The Apple Studio display. Image: Apple.
The all-screen display with aluminium stand is typically Apple, albeit with no stand-out new design flourishes, but it comes with an integrated A13 chip to drive Apple’s most advanced Mac video system using a 12MP Ultra wide camera with Centre Stage and three studio quality mics. There’s also six speakers with support for Dolby Atmos and Spatial Audio - according to Apple, it’s their best sound system to date. There’s also 3x USB-C ports, plus a Thunderbolt port capable of connecting and powering any recent Mac laptop with 96 watts of power. Like the Mac Studio, it’s available to order today and ships March 18th.
If you thought the M1 was overkill in the 2021 iPad Pro, Apple isn’t listening. The days of iPads getting X-Series updates of last year’s iPhone chip appear to be over. Apple’s mid-range tablet retains the previous chassis design, a 10.9-inch Liquid Retina screen with thin bezels - no FaceID but a TouchID power button on the side - but adds an M1 chip, 12MP camera system supporting CentreStage and 5G as an option.

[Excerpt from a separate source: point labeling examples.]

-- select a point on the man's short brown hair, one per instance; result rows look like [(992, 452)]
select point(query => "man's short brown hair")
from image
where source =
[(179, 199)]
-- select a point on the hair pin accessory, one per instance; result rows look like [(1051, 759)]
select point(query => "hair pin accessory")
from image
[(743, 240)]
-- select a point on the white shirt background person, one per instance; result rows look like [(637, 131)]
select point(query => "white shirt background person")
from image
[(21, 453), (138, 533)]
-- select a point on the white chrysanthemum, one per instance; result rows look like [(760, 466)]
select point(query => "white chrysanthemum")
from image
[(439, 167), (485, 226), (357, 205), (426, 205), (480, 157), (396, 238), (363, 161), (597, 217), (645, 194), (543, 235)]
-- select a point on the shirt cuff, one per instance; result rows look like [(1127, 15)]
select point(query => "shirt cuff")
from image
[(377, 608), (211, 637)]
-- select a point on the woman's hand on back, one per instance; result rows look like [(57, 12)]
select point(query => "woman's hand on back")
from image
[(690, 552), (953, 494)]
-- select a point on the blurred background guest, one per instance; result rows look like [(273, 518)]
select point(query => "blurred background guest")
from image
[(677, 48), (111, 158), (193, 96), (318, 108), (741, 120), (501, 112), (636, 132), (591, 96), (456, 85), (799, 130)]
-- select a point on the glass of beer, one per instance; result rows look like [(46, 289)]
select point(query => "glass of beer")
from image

In day-to-day use, the most profound impact of the M1 in an iPad with iPadOS 15 is the improved multi-tasking support enabled by 8GB of RAM. There are few iPad apps that truly push the latest generation A-Series Bionic chips, but in workflows frequently switching between apps the reduction in RAM-constrained reloads is noticeable. M1 also means a doubling of data transfer rates over USB-C compared to the previous Air.

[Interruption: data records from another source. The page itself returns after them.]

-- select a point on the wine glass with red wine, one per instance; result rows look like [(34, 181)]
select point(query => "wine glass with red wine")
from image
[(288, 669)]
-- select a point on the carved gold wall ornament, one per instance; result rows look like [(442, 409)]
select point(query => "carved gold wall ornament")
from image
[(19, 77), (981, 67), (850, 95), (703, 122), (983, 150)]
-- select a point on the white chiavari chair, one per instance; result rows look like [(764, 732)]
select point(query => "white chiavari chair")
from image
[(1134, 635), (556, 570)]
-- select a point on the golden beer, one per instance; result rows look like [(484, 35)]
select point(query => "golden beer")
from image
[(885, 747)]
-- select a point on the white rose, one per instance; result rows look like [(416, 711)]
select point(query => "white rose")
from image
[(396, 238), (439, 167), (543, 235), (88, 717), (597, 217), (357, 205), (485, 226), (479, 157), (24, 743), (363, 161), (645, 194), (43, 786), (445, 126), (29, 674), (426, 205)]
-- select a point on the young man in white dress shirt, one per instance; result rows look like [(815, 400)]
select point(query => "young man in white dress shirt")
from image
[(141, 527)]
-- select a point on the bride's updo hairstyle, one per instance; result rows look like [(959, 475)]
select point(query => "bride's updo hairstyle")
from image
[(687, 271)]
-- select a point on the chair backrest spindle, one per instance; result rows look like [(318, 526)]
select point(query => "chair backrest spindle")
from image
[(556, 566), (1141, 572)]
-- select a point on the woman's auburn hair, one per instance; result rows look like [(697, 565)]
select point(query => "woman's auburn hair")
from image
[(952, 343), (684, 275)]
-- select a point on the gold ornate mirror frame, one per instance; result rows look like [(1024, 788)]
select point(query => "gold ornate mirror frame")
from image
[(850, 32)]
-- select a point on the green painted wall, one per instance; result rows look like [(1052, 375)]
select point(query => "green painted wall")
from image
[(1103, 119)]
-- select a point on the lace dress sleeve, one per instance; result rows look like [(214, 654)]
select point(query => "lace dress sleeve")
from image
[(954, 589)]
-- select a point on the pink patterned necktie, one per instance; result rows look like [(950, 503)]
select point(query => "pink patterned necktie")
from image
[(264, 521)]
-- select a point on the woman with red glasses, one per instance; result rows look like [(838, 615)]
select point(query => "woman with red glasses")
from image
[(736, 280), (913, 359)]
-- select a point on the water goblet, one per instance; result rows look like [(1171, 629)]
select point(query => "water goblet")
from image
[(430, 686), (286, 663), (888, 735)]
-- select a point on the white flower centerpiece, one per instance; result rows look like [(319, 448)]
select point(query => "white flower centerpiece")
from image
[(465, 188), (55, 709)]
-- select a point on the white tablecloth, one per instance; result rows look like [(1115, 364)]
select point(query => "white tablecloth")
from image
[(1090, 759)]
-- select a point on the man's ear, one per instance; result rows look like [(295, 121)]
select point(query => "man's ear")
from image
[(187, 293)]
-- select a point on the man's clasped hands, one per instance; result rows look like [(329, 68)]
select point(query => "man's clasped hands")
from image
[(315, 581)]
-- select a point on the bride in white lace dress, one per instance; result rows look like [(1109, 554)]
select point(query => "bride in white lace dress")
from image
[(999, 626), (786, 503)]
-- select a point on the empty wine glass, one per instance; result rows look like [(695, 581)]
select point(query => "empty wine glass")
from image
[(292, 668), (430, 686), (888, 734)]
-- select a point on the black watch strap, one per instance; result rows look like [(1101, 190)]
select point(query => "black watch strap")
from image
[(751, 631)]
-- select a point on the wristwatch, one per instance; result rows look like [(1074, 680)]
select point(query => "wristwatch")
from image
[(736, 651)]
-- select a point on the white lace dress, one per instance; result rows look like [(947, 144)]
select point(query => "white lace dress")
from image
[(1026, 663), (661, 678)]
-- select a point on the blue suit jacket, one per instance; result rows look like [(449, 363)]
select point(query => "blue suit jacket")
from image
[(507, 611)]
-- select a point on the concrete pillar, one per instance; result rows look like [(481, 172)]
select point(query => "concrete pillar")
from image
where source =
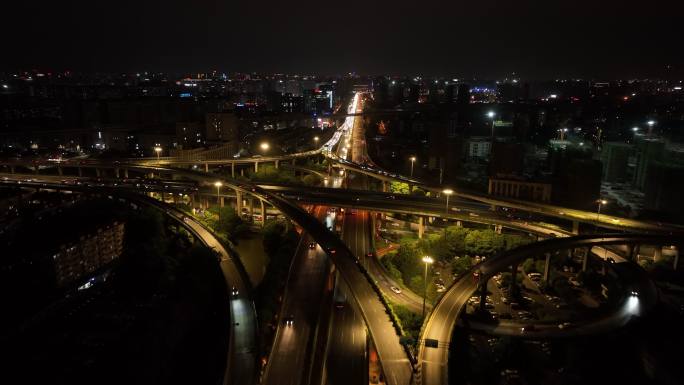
[(483, 293), (514, 281), (658, 253), (251, 208), (676, 258), (238, 206), (547, 267), (263, 212)]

The new M1 powered iPad Air with Magic Keyboard. Image: Apple.
Apple claim the iPad Air is twice as fast as a similar priced Windows laptop, although it’s highly doubtful the comparison factors in the price of a Magic Keyboard and Apple Pencil 2 accessories. The Air is undoubtedly undoubtedly sleeker and lighter, but we’ll be hoping iPadOS 16 advances functionality more than 15 did.

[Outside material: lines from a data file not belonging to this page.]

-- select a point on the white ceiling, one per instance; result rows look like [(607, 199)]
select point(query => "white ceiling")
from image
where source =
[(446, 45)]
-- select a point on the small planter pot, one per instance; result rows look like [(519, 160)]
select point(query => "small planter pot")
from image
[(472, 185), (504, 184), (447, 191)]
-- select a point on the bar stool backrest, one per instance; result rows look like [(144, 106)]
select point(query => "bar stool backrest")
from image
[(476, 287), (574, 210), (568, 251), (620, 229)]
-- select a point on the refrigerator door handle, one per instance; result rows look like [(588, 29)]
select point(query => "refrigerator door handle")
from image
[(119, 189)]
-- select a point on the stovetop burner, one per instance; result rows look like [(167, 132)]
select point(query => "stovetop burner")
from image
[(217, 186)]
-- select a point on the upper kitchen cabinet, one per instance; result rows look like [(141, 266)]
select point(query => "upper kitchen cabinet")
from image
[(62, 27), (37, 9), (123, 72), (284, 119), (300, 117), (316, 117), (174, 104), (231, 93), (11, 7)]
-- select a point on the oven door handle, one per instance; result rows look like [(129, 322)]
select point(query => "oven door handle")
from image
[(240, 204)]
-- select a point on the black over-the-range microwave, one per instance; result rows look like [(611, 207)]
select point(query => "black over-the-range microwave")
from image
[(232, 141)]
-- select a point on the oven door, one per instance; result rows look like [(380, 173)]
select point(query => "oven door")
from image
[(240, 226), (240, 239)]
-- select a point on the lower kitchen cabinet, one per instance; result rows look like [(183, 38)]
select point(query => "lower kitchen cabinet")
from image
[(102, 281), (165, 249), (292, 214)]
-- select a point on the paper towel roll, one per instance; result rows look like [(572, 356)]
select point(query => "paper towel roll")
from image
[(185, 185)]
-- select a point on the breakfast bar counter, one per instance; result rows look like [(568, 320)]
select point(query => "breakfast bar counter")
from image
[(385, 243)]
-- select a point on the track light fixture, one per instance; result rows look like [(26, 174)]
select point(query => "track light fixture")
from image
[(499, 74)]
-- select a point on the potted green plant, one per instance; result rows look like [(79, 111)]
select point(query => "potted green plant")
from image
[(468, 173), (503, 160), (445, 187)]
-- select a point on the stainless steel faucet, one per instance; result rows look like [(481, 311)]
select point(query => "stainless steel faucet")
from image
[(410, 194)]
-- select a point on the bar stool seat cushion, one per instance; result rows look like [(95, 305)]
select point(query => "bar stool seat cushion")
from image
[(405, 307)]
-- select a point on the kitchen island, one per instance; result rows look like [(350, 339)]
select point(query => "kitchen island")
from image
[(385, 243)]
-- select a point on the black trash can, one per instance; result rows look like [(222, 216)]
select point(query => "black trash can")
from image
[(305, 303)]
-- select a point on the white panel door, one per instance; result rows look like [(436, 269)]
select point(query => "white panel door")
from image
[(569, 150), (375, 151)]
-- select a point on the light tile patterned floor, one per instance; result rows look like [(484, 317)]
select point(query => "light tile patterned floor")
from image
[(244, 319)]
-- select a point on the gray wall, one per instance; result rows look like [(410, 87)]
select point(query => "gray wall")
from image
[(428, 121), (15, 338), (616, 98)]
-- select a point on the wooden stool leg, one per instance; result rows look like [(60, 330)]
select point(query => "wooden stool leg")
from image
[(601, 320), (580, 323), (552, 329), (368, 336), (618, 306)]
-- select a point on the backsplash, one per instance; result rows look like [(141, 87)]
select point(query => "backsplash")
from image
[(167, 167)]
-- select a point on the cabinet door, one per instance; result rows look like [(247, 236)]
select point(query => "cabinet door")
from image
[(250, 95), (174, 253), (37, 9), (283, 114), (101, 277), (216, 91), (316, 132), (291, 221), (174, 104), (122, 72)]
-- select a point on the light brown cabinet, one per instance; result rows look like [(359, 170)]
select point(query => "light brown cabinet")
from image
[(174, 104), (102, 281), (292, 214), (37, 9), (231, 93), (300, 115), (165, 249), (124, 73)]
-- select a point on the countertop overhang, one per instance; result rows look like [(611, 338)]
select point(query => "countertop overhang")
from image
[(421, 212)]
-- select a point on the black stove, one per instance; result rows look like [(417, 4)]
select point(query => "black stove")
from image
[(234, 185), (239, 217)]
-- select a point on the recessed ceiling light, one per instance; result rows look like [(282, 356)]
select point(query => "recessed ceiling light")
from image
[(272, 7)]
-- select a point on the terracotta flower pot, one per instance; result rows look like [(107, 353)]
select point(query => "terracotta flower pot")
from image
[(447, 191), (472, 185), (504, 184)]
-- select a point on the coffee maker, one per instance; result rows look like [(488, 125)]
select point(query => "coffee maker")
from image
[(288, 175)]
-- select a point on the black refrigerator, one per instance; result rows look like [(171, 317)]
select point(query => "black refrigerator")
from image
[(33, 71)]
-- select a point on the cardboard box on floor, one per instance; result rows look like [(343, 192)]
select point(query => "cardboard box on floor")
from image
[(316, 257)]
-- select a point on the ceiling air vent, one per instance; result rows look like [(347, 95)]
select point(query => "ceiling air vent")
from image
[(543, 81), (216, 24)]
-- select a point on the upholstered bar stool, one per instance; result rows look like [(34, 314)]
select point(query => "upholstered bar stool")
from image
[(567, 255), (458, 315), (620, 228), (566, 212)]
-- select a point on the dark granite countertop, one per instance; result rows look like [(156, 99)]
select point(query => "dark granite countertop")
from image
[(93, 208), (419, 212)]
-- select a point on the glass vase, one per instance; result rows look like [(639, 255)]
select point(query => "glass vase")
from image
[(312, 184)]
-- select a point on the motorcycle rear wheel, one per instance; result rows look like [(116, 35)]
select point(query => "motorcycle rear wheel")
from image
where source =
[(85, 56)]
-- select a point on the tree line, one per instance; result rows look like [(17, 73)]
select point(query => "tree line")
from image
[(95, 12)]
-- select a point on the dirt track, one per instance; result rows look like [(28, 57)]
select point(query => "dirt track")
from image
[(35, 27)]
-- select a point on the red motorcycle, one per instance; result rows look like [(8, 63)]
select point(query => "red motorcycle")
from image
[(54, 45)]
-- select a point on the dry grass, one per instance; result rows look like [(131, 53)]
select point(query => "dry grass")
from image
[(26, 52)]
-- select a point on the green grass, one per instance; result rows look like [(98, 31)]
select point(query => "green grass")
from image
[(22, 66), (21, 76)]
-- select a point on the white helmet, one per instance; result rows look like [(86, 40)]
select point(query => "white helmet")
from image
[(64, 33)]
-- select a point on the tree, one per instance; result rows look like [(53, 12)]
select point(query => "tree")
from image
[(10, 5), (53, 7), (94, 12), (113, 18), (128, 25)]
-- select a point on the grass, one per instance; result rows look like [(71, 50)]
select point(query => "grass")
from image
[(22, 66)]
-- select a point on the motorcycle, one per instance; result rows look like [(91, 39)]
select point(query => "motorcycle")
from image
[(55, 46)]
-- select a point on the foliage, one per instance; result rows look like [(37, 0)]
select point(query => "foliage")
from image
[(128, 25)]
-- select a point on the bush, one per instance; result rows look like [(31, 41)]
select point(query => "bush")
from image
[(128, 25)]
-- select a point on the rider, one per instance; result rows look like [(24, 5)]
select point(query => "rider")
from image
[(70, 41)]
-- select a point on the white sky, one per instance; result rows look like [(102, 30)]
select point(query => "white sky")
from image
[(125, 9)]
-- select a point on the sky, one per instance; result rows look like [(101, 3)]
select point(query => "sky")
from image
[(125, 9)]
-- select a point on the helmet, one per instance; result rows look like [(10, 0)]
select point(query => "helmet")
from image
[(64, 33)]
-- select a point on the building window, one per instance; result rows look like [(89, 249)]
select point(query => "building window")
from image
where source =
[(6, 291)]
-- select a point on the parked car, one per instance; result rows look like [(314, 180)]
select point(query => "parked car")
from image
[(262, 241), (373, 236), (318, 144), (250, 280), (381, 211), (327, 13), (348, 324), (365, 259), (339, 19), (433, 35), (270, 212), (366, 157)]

Alongside the iPad Air, Apple revealed a significant update to iMovie coming in April. Magic Movie will automatically create an edit based on your footage, with 20 different styles to choose from for titles, transitions etc. For home movie creators this should be a fun feature, while Storyboards allow for a more manual approach to the same templates. Whether or not we’ll see Apple’s Final Cut Pro NLE make the jump to iPad this year is difficult to predict, but with the Pro and Air models now using M1 it seems believable that eventually it will.
Available to order now, the iPad Air’s pricing starts at £569 for 64GB of RAM, which makes it the cheapest M1 device yet, but 5G adds a £150 premium.
As expected prior to the event, Apple’s entry-level iPhone SE got an update to bring over some tech from last year’s iPhone 13 with a six-core version of the A15 chip and 5G support. The stellar feature of last year’s iPhones was enhanced battery life, but Apple declined to say just how much of an improvement the new iPhone SE will enjoy. Pricing starts at £419 with 64GB of RAM.
iPhone SE. Image: Apple.
The M1 Ultra is the last of the M1 line, so at least hints the Mac Pro that’s due this year will feature M2. In the interim, Apple have added a mid-range Radeon Pro W6600X MPX module option to the existing Intel Mac Pro, suggesting the new Mac Pro isn’t too imminent.
As well as the Mac Pro and gradual roll-out of M2 across the line, we expect an update of the 13-inch MacBook Pro - which is currently making do with its Intel-era chassis featuring OLED TouchBar and not much else to justify its premium over the M1 MacBook Air. The Mac mini is also in its Intel-era chassis and the i5 Intel Mac mini hasn’t yet been axed, so that seems due a refresh while the iMac 27-inch was quietly discontinued after the event. Whether or not it will be replaced is difficult to predict given the price/performance the decidedly chunky Mac Studio now offers professionals.